I would say etiquette dictates your table buy at least one item per hour, with a purchase of a large order for 2/3 hours taking up a table. Unless they mention anything I’d just go with buying how much I feel comfortable with consuming, although you could offer a regular or very successful student something.
Maybe you should talk to the coffee shop management and rent a table for the hour.
How many students do you tutor at a time? Is it one-on-one, or do you do small groups?
Libraries that I know of have conference rooms where you can talk. I would never do tutoring, or any other kind of conversations above a whisper, out in the open, whether the library allows that or not. Call me old-school that way. Libraries should be quiet. The trend of letting libraries sound like children’s day care centers (which I first noticed about 30 years ago) is a crock of horse shit.
I once tried to browse in a library, and the librarian and a patron (both of them little old ladies) were jabbering away out loud, going on and on and on. I eventually went over and whispered to them: “Excuse me, ladies, we keep our voices down in the library.”
OOOOOOOoooooooooooooooohhhhh! The dirty looks they gave me! But they quieted down.
I teach chess and bridge.
I either hire a venue for this (multiple students in a church hall for example) or speak to the venue first (a local pub said they were delighted if I bought just one round of drinks as chess was a classy thing to see.)
I don’t think you should run a business and expect to get a free venue.
If there were a suitable free venue, I wouldn’t even suggest coffee shops to begin with. But as I said, libraries frown on this. It’s not the noise they object to; it’s doing it for pay. Many libraries will have their own programs with free tutoring from volunteer tutors.
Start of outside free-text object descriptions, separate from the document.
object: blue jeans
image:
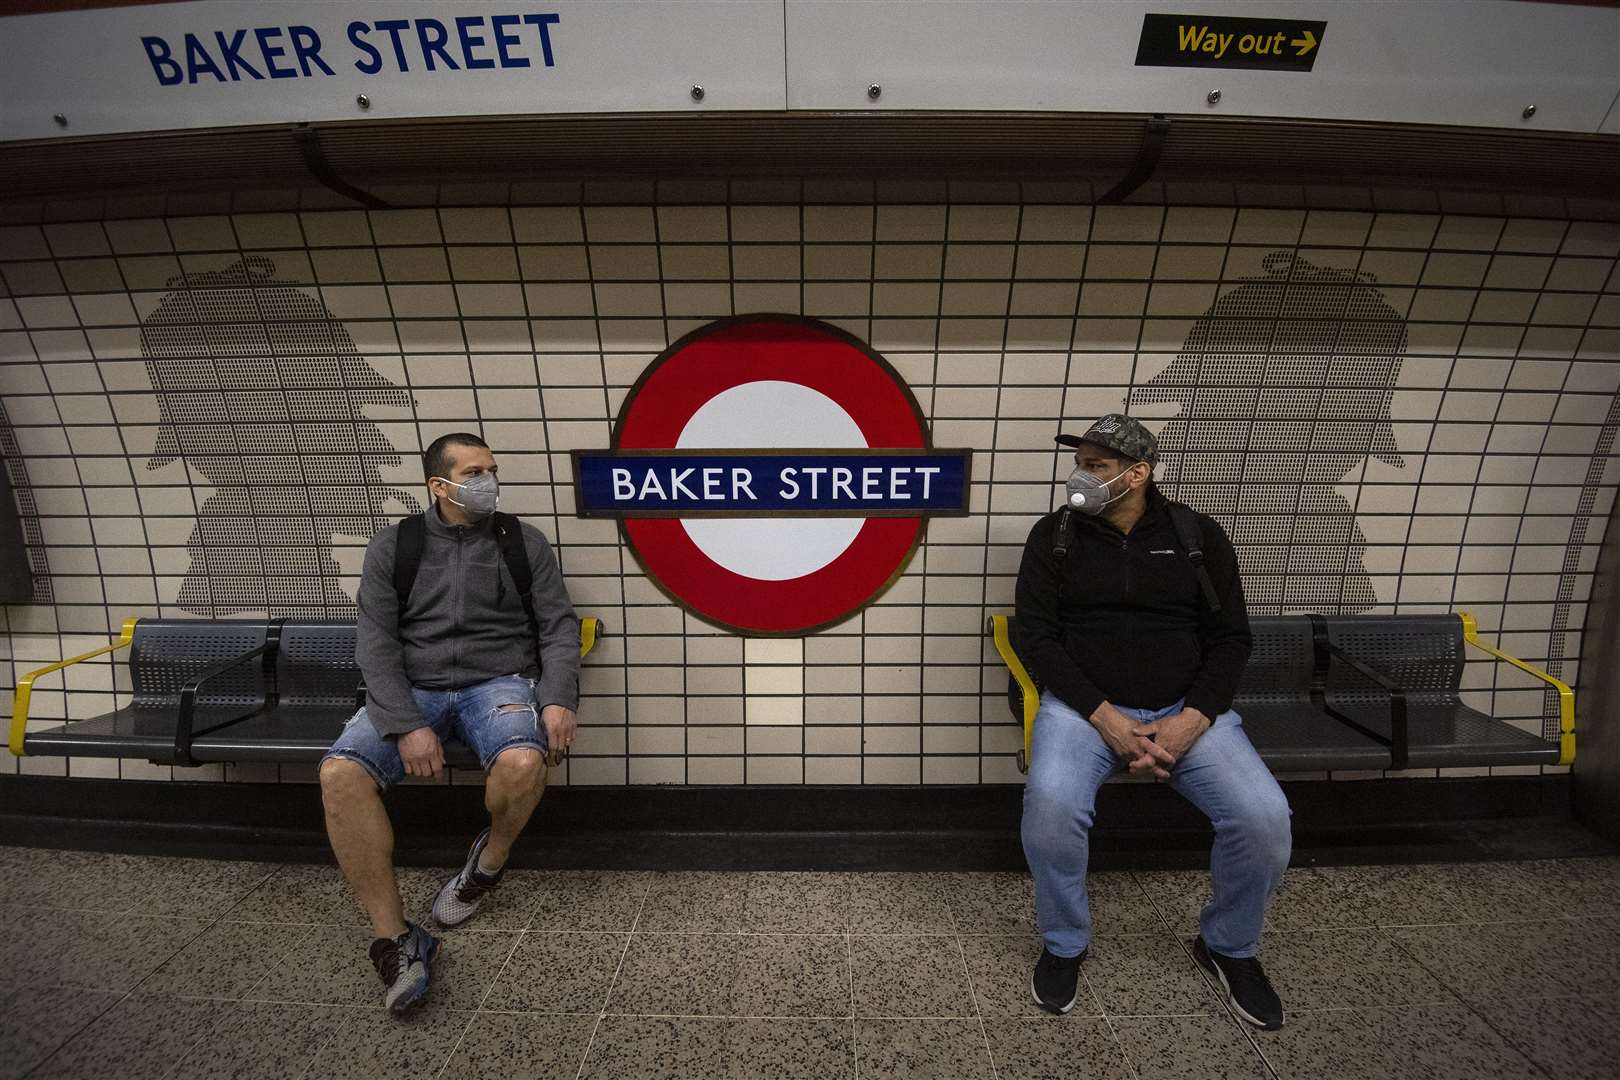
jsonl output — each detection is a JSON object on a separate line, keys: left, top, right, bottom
{"left": 322, "top": 674, "right": 548, "bottom": 791}
{"left": 1021, "top": 692, "right": 1292, "bottom": 959}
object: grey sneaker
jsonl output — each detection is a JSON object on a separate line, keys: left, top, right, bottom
{"left": 432, "top": 827, "right": 504, "bottom": 928}
{"left": 368, "top": 922, "right": 439, "bottom": 1013}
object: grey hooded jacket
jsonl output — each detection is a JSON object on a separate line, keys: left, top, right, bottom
{"left": 355, "top": 504, "right": 580, "bottom": 736}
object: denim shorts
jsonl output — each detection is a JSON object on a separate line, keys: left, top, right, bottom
{"left": 322, "top": 673, "right": 548, "bottom": 791}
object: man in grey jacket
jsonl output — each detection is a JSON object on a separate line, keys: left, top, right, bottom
{"left": 319, "top": 432, "right": 580, "bottom": 1013}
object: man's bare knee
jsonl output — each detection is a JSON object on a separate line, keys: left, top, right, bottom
{"left": 320, "top": 757, "right": 378, "bottom": 806}
{"left": 490, "top": 746, "right": 545, "bottom": 790}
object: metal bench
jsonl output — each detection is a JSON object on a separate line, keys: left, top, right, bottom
{"left": 988, "top": 612, "right": 1572, "bottom": 774}
{"left": 11, "top": 616, "right": 603, "bottom": 768}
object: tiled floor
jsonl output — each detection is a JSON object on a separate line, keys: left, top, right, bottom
{"left": 1, "top": 845, "right": 1617, "bottom": 1079}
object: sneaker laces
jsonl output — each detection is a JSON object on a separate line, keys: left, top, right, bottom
{"left": 369, "top": 933, "right": 406, "bottom": 985}
{"left": 453, "top": 868, "right": 498, "bottom": 904}
{"left": 1219, "top": 953, "right": 1276, "bottom": 995}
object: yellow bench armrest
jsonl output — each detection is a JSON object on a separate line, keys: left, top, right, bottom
{"left": 579, "top": 616, "right": 602, "bottom": 658}
{"left": 1458, "top": 611, "right": 1575, "bottom": 766}
{"left": 9, "top": 618, "right": 140, "bottom": 756}
{"left": 988, "top": 615, "right": 1039, "bottom": 773}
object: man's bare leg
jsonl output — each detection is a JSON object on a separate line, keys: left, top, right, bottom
{"left": 481, "top": 742, "right": 547, "bottom": 870}
{"left": 320, "top": 757, "right": 407, "bottom": 938}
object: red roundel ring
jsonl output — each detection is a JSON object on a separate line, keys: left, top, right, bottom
{"left": 613, "top": 314, "right": 930, "bottom": 635}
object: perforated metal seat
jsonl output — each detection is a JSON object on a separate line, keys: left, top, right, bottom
{"left": 1233, "top": 616, "right": 1389, "bottom": 770}
{"left": 1319, "top": 615, "right": 1557, "bottom": 768}
{"left": 188, "top": 620, "right": 480, "bottom": 767}
{"left": 991, "top": 612, "right": 1562, "bottom": 773}
{"left": 24, "top": 619, "right": 273, "bottom": 764}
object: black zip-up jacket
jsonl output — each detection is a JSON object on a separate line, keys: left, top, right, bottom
{"left": 1014, "top": 486, "right": 1252, "bottom": 721}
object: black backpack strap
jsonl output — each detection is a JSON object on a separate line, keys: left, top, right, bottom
{"left": 1052, "top": 507, "right": 1073, "bottom": 600}
{"left": 1168, "top": 502, "right": 1222, "bottom": 614}
{"left": 493, "top": 512, "right": 539, "bottom": 647}
{"left": 392, "top": 513, "right": 425, "bottom": 613}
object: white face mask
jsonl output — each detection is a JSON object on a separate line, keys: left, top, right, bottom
{"left": 432, "top": 472, "right": 499, "bottom": 518}
{"left": 1065, "top": 466, "right": 1132, "bottom": 515}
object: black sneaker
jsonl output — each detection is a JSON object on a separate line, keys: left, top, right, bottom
{"left": 432, "top": 827, "right": 504, "bottom": 928}
{"left": 1030, "top": 946, "right": 1087, "bottom": 1014}
{"left": 1193, "top": 935, "right": 1283, "bottom": 1030}
{"left": 369, "top": 921, "right": 440, "bottom": 1013}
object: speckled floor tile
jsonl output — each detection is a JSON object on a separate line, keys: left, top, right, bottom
{"left": 304, "top": 1001, "right": 476, "bottom": 1079}
{"left": 608, "top": 932, "right": 742, "bottom": 1016}
{"left": 1089, "top": 871, "right": 1172, "bottom": 935}
{"left": 1472, "top": 994, "right": 1620, "bottom": 1080}
{"left": 847, "top": 873, "right": 956, "bottom": 934}
{"left": 26, "top": 992, "right": 220, "bottom": 1080}
{"left": 0, "top": 849, "right": 164, "bottom": 912}
{"left": 166, "top": 999, "right": 349, "bottom": 1080}
{"left": 1357, "top": 1004, "right": 1543, "bottom": 1079}
{"left": 577, "top": 1016, "right": 727, "bottom": 1079}
{"left": 1333, "top": 862, "right": 1550, "bottom": 927}
{"left": 525, "top": 870, "right": 653, "bottom": 931}
{"left": 117, "top": 855, "right": 278, "bottom": 918}
{"left": 1112, "top": 1013, "right": 1270, "bottom": 1079}
{"left": 850, "top": 934, "right": 975, "bottom": 1018}
{"left": 982, "top": 1016, "right": 1133, "bottom": 1080}
{"left": 636, "top": 872, "right": 750, "bottom": 931}
{"left": 1255, "top": 928, "right": 1458, "bottom": 1009}
{"left": 439, "top": 1010, "right": 597, "bottom": 1079}
{"left": 480, "top": 930, "right": 627, "bottom": 1013}
{"left": 139, "top": 919, "right": 315, "bottom": 999}
{"left": 731, "top": 933, "right": 852, "bottom": 1017}
{"left": 944, "top": 872, "right": 1038, "bottom": 934}
{"left": 741, "top": 871, "right": 852, "bottom": 931}
{"left": 1385, "top": 921, "right": 1597, "bottom": 1004}
{"left": 1250, "top": 1007, "right": 1396, "bottom": 1080}
{"left": 854, "top": 1018, "right": 996, "bottom": 1079}
{"left": 228, "top": 862, "right": 366, "bottom": 924}
{"left": 1507, "top": 856, "right": 1620, "bottom": 918}
{"left": 1141, "top": 868, "right": 1376, "bottom": 935}
{"left": 1082, "top": 932, "right": 1218, "bottom": 1017}
{"left": 0, "top": 909, "right": 206, "bottom": 991}
{"left": 0, "top": 984, "right": 122, "bottom": 1080}
{"left": 960, "top": 933, "right": 1103, "bottom": 1018}
{"left": 723, "top": 1017, "right": 857, "bottom": 1078}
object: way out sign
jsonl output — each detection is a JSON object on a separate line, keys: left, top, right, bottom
{"left": 1136, "top": 13, "right": 1325, "bottom": 72}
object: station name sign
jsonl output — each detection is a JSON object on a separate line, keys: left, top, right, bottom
{"left": 573, "top": 449, "right": 971, "bottom": 518}
{"left": 1136, "top": 13, "right": 1325, "bottom": 72}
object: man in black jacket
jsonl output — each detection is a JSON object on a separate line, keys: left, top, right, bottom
{"left": 1016, "top": 414, "right": 1291, "bottom": 1029}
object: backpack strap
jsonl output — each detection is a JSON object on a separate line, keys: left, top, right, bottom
{"left": 1052, "top": 507, "right": 1073, "bottom": 599}
{"left": 1168, "top": 501, "right": 1223, "bottom": 614}
{"left": 392, "top": 513, "right": 426, "bottom": 613}
{"left": 492, "top": 511, "right": 539, "bottom": 648}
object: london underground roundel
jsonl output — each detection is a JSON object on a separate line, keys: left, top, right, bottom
{"left": 573, "top": 314, "right": 971, "bottom": 636}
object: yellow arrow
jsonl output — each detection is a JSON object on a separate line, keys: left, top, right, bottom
{"left": 1291, "top": 29, "right": 1317, "bottom": 56}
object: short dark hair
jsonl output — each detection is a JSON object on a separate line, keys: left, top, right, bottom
{"left": 424, "top": 432, "right": 489, "bottom": 481}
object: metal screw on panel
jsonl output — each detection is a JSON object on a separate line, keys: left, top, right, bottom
{"left": 52, "top": 113, "right": 67, "bottom": 127}
{"left": 356, "top": 94, "right": 370, "bottom": 110}
{"left": 1522, "top": 104, "right": 1537, "bottom": 119}
{"left": 868, "top": 83, "right": 882, "bottom": 100}
{"left": 1207, "top": 89, "right": 1221, "bottom": 106}
{"left": 690, "top": 85, "right": 705, "bottom": 102}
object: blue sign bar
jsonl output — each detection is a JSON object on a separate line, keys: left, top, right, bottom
{"left": 573, "top": 450, "right": 972, "bottom": 517}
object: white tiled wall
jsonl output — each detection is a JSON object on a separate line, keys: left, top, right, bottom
{"left": 1, "top": 180, "right": 1617, "bottom": 785}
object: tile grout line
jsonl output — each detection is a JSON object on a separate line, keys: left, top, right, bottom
{"left": 24, "top": 860, "right": 284, "bottom": 1080}
{"left": 572, "top": 873, "right": 654, "bottom": 1080}
{"left": 431, "top": 891, "right": 536, "bottom": 1080}
{"left": 845, "top": 877, "right": 858, "bottom": 1080}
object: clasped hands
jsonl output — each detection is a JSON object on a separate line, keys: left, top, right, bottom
{"left": 1090, "top": 702, "right": 1210, "bottom": 780}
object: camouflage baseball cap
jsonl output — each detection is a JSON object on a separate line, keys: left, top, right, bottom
{"left": 1055, "top": 414, "right": 1158, "bottom": 464}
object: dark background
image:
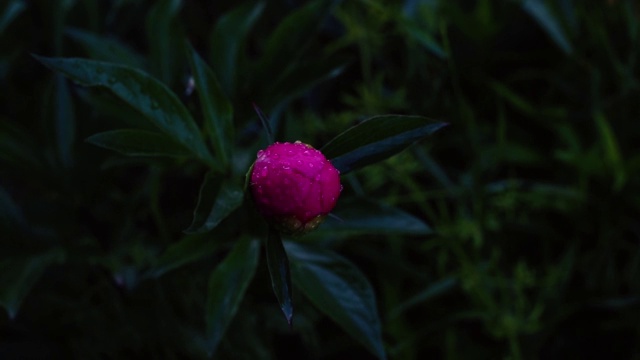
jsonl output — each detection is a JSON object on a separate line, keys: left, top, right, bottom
{"left": 1, "top": 0, "right": 639, "bottom": 359}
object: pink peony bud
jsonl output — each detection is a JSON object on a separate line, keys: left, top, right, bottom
{"left": 249, "top": 141, "right": 342, "bottom": 235}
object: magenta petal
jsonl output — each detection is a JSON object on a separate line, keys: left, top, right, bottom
{"left": 249, "top": 141, "right": 342, "bottom": 235}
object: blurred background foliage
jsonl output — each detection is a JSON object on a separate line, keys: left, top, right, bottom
{"left": 1, "top": 0, "right": 640, "bottom": 358}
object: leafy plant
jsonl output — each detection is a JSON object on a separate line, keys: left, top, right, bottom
{"left": 2, "top": 0, "right": 639, "bottom": 359}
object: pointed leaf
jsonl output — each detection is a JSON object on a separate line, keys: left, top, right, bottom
{"left": 595, "top": 113, "right": 625, "bottom": 190}
{"left": 0, "top": 1, "right": 26, "bottom": 34}
{"left": 33, "top": 56, "right": 217, "bottom": 168}
{"left": 65, "top": 28, "right": 146, "bottom": 68}
{"left": 389, "top": 277, "right": 457, "bottom": 319}
{"left": 185, "top": 43, "right": 233, "bottom": 168}
{"left": 0, "top": 185, "right": 26, "bottom": 230}
{"left": 0, "top": 249, "right": 65, "bottom": 319}
{"left": 147, "top": 234, "right": 224, "bottom": 279}
{"left": 256, "top": 0, "right": 333, "bottom": 86}
{"left": 286, "top": 242, "right": 386, "bottom": 360}
{"left": 210, "top": 2, "right": 265, "bottom": 94}
{"left": 53, "top": 74, "right": 75, "bottom": 167}
{"left": 185, "top": 173, "right": 244, "bottom": 234}
{"left": 402, "top": 22, "right": 447, "bottom": 59}
{"left": 321, "top": 115, "right": 447, "bottom": 174}
{"left": 206, "top": 237, "right": 259, "bottom": 356}
{"left": 522, "top": 0, "right": 573, "bottom": 54}
{"left": 0, "top": 120, "right": 45, "bottom": 176}
{"left": 86, "top": 129, "right": 191, "bottom": 157}
{"left": 146, "top": 0, "right": 183, "bottom": 84}
{"left": 317, "top": 198, "right": 432, "bottom": 235}
{"left": 267, "top": 56, "right": 349, "bottom": 109}
{"left": 266, "top": 228, "right": 293, "bottom": 325}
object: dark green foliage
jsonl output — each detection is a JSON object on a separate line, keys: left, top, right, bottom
{"left": 1, "top": 0, "right": 639, "bottom": 359}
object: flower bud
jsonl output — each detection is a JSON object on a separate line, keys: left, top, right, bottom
{"left": 249, "top": 141, "right": 341, "bottom": 235}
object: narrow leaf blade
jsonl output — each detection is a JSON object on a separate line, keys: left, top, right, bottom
{"left": 210, "top": 2, "right": 265, "bottom": 94}
{"left": 286, "top": 242, "right": 386, "bottom": 360}
{"left": 317, "top": 198, "right": 433, "bottom": 235}
{"left": 86, "top": 129, "right": 191, "bottom": 157}
{"left": 33, "top": 56, "right": 216, "bottom": 168}
{"left": 147, "top": 234, "right": 224, "bottom": 279}
{"left": 0, "top": 249, "right": 65, "bottom": 319}
{"left": 65, "top": 28, "right": 146, "bottom": 68}
{"left": 522, "top": 0, "right": 573, "bottom": 54}
{"left": 53, "top": 75, "right": 75, "bottom": 167}
{"left": 258, "top": 0, "right": 331, "bottom": 81}
{"left": 321, "top": 115, "right": 447, "bottom": 174}
{"left": 185, "top": 43, "right": 234, "bottom": 168}
{"left": 185, "top": 173, "right": 244, "bottom": 234}
{"left": 206, "top": 237, "right": 259, "bottom": 356}
{"left": 0, "top": 1, "right": 26, "bottom": 34}
{"left": 266, "top": 227, "right": 293, "bottom": 325}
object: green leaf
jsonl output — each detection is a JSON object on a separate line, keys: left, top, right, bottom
{"left": 317, "top": 198, "right": 433, "bottom": 235}
{"left": 185, "top": 42, "right": 234, "bottom": 168}
{"left": 86, "top": 129, "right": 191, "bottom": 157}
{"left": 388, "top": 277, "right": 457, "bottom": 319}
{"left": 0, "top": 119, "right": 45, "bottom": 175}
{"left": 34, "top": 56, "right": 217, "bottom": 168}
{"left": 146, "top": 0, "right": 183, "bottom": 84}
{"left": 257, "top": 1, "right": 333, "bottom": 86}
{"left": 266, "top": 228, "right": 293, "bottom": 325}
{"left": 146, "top": 234, "right": 224, "bottom": 279}
{"left": 266, "top": 56, "right": 349, "bottom": 109}
{"left": 185, "top": 173, "right": 244, "bottom": 234}
{"left": 0, "top": 249, "right": 65, "bottom": 319}
{"left": 0, "top": 185, "right": 26, "bottom": 231}
{"left": 209, "top": 2, "right": 265, "bottom": 95}
{"left": 0, "top": 0, "right": 26, "bottom": 34}
{"left": 205, "top": 237, "right": 259, "bottom": 356}
{"left": 54, "top": 74, "right": 75, "bottom": 167}
{"left": 286, "top": 242, "right": 386, "bottom": 360}
{"left": 402, "top": 22, "right": 447, "bottom": 59}
{"left": 65, "top": 28, "right": 146, "bottom": 68}
{"left": 522, "top": 0, "right": 573, "bottom": 55}
{"left": 595, "top": 112, "right": 626, "bottom": 190}
{"left": 321, "top": 115, "right": 447, "bottom": 174}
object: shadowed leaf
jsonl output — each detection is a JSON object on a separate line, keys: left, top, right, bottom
{"left": 86, "top": 129, "right": 190, "bottom": 157}
{"left": 286, "top": 242, "right": 386, "bottom": 359}
{"left": 266, "top": 227, "right": 293, "bottom": 325}
{"left": 205, "top": 237, "right": 259, "bottom": 356}
{"left": 322, "top": 115, "right": 447, "bottom": 174}
{"left": 34, "top": 56, "right": 217, "bottom": 168}
{"left": 185, "top": 173, "right": 244, "bottom": 234}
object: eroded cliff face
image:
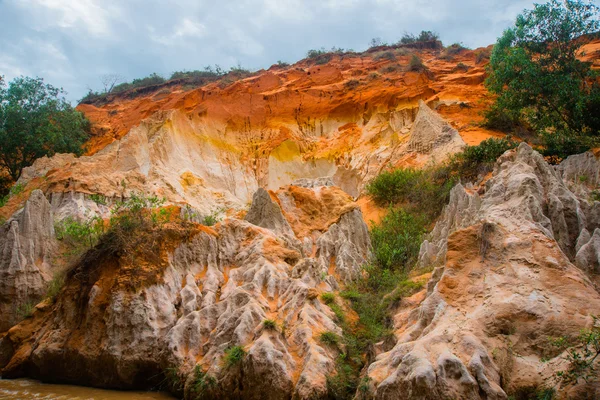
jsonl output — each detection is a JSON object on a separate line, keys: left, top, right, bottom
{"left": 1, "top": 43, "right": 600, "bottom": 400}
{"left": 367, "top": 144, "right": 600, "bottom": 399}
{"left": 0, "top": 180, "right": 369, "bottom": 399}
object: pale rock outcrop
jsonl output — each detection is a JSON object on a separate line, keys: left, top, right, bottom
{"left": 406, "top": 100, "right": 466, "bottom": 163}
{"left": 367, "top": 144, "right": 600, "bottom": 399}
{"left": 0, "top": 182, "right": 370, "bottom": 400}
{"left": 244, "top": 187, "right": 302, "bottom": 252}
{"left": 0, "top": 190, "right": 56, "bottom": 332}
{"left": 556, "top": 151, "right": 600, "bottom": 196}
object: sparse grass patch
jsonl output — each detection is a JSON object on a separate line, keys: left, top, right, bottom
{"left": 45, "top": 273, "right": 65, "bottom": 302}
{"left": 320, "top": 331, "right": 340, "bottom": 347}
{"left": 224, "top": 346, "right": 246, "bottom": 368}
{"left": 262, "top": 319, "right": 277, "bottom": 330}
{"left": 475, "top": 48, "right": 491, "bottom": 64}
{"left": 408, "top": 55, "right": 426, "bottom": 72}
{"left": 90, "top": 193, "right": 107, "bottom": 205}
{"left": 16, "top": 301, "right": 35, "bottom": 319}
{"left": 344, "top": 79, "right": 360, "bottom": 90}
{"left": 321, "top": 292, "right": 336, "bottom": 304}
{"left": 191, "top": 365, "right": 217, "bottom": 397}
{"left": 55, "top": 216, "right": 104, "bottom": 251}
{"left": 441, "top": 43, "right": 469, "bottom": 60}
{"left": 374, "top": 51, "right": 396, "bottom": 61}
{"left": 379, "top": 64, "right": 400, "bottom": 74}
{"left": 454, "top": 62, "right": 470, "bottom": 72}
{"left": 0, "top": 182, "right": 26, "bottom": 208}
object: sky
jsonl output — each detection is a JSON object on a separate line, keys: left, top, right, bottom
{"left": 0, "top": 0, "right": 543, "bottom": 102}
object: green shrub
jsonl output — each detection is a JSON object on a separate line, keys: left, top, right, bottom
{"left": 344, "top": 79, "right": 360, "bottom": 90}
{"left": 277, "top": 60, "right": 289, "bottom": 67}
{"left": 90, "top": 193, "right": 107, "bottom": 205}
{"left": 224, "top": 346, "right": 246, "bottom": 367}
{"left": 202, "top": 210, "right": 221, "bottom": 226}
{"left": 379, "top": 64, "right": 400, "bottom": 74}
{"left": 374, "top": 51, "right": 396, "bottom": 61}
{"left": 475, "top": 48, "right": 491, "bottom": 64}
{"left": 442, "top": 43, "right": 468, "bottom": 59}
{"left": 163, "top": 366, "right": 184, "bottom": 393}
{"left": 539, "top": 131, "right": 594, "bottom": 164}
{"left": 398, "top": 31, "right": 440, "bottom": 47}
{"left": 319, "top": 331, "right": 340, "bottom": 347}
{"left": 262, "top": 319, "right": 277, "bottom": 330}
{"left": 482, "top": 105, "right": 521, "bottom": 133}
{"left": 339, "top": 290, "right": 361, "bottom": 302}
{"left": 366, "top": 167, "right": 455, "bottom": 221}
{"left": 321, "top": 292, "right": 336, "bottom": 304}
{"left": 55, "top": 216, "right": 104, "bottom": 250}
{"left": 112, "top": 73, "right": 165, "bottom": 93}
{"left": 191, "top": 365, "right": 217, "bottom": 396}
{"left": 370, "top": 208, "right": 427, "bottom": 271}
{"left": 454, "top": 62, "right": 470, "bottom": 72}
{"left": 551, "top": 317, "right": 600, "bottom": 384}
{"left": 307, "top": 48, "right": 328, "bottom": 58}
{"left": 447, "top": 137, "right": 519, "bottom": 180}
{"left": 408, "top": 55, "right": 426, "bottom": 72}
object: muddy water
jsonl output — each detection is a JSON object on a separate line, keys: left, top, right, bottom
{"left": 0, "top": 379, "right": 175, "bottom": 400}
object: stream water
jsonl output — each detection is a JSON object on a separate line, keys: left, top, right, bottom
{"left": 0, "top": 379, "right": 175, "bottom": 400}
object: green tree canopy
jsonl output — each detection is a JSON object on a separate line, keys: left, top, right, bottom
{"left": 486, "top": 0, "right": 600, "bottom": 140}
{"left": 0, "top": 76, "right": 90, "bottom": 181}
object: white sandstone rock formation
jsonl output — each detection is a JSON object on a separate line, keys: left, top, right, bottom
{"left": 367, "top": 144, "right": 600, "bottom": 399}
{"left": 0, "top": 190, "right": 57, "bottom": 332}
{"left": 0, "top": 180, "right": 370, "bottom": 400}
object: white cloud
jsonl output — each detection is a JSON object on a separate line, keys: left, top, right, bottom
{"left": 11, "top": 0, "right": 119, "bottom": 36}
{"left": 152, "top": 18, "right": 207, "bottom": 45}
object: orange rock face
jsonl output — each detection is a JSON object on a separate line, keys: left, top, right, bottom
{"left": 78, "top": 45, "right": 500, "bottom": 158}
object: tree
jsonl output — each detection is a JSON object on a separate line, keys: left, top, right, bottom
{"left": 100, "top": 73, "right": 123, "bottom": 93}
{"left": 486, "top": 0, "right": 600, "bottom": 141}
{"left": 0, "top": 76, "right": 90, "bottom": 181}
{"left": 369, "top": 37, "right": 384, "bottom": 48}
And to be clear, I don’t have any objection to shouldering the cost myself, if that’s what is expected. I just wanted to be clear about whether it was expected. It sounds like the simplest solution is for me to just buy two things, if the student doesn’t buy anything. Well, or just leaving it go at one item per table.
Just one at a time, and a typical session lasts about an hour.
I’ll throw this out.
You should mention to them that if you are both taking up a table for that long that the student SHOULD order something.
Yeah, maybe YOU should pay for it. Or maybe the place isn’t busy and you two being at the table isn’t hurting anything. Or if push came to shove you both could meet somewhere else.
Which is all possible.
So why do I think you should suggest THEY order something?
Its another teachable moment. That they should consider the impact their behavior has on others. That businesses are actually in the business of making money (or at least not loosing it).
This is the kind of thing that isn’t explicitly taught in schools. Or even by parents.
Young adults might figure this thing out quickly. Or not.
A lot of stuff like this I figured out on my own eventually. But I sure wish someone had told me way before that.
If Chronos is the one making the students meet at a coffee shop, it is complete bullshit to then tell the student to purchase something, and to act like if they don’t they are somehow hurting the business. Unless they knew when signing up for your class that they would have to pay a surcharge to use the coffee shop, it is on you if you want to buy something, not on the students.